Romani people in Algeria

Total population
- ? >2,500

Languages
- French, Spanish, ? Romani

Religion
- Christianity, ? Islam

Related ethnic groups
- Dom people, Nawar people, Kawliya

= Romani people in Algeria =

Romani people in Algeria historically included Gitanos who migrated there along with other Spanish people in the late 19th century, during the French colonial period; most of these left for France following Algeria's independence in 1962, resulting in a large community in the South of France. Ratcliffe (1933) describes a Gitano encampment on the heights above Algiers, whose Catholic inhabitants sold lace and mended chairs. Notable descendants of the Gitanos who used to live in Algeria include the film-maker Tony Gatlif and the footballer André-Pierre Gignac.

Thomas (2000) reports that two other groups may be present: the Afrikaya, described as "possibly Manouche or French-speaking Gypsies originally from France", and the Xoraxane, a Muslim Roma group more usually associated with the Balkans.

Roma in general ultimately come from South Asia, particularly from Northern India, having reached the Mediterranean region in Byzantine times. Their historic language is Romani, retained by some but not all groups today.
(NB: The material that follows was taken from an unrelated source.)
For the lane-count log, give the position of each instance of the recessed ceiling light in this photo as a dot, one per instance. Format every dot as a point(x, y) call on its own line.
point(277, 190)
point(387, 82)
Other specialist wandering groups, present in Algeria since before colonial times, have sometimes been compared to Romani groups. In particular, the Beni Ades of central Algeria and the Amer of western Algeria have traditionally lived a peripatetic lifestyle, specialising in tattooing, circumcision, horse-trading, and fortune-telling. No direct relation between these and the Roma has been established.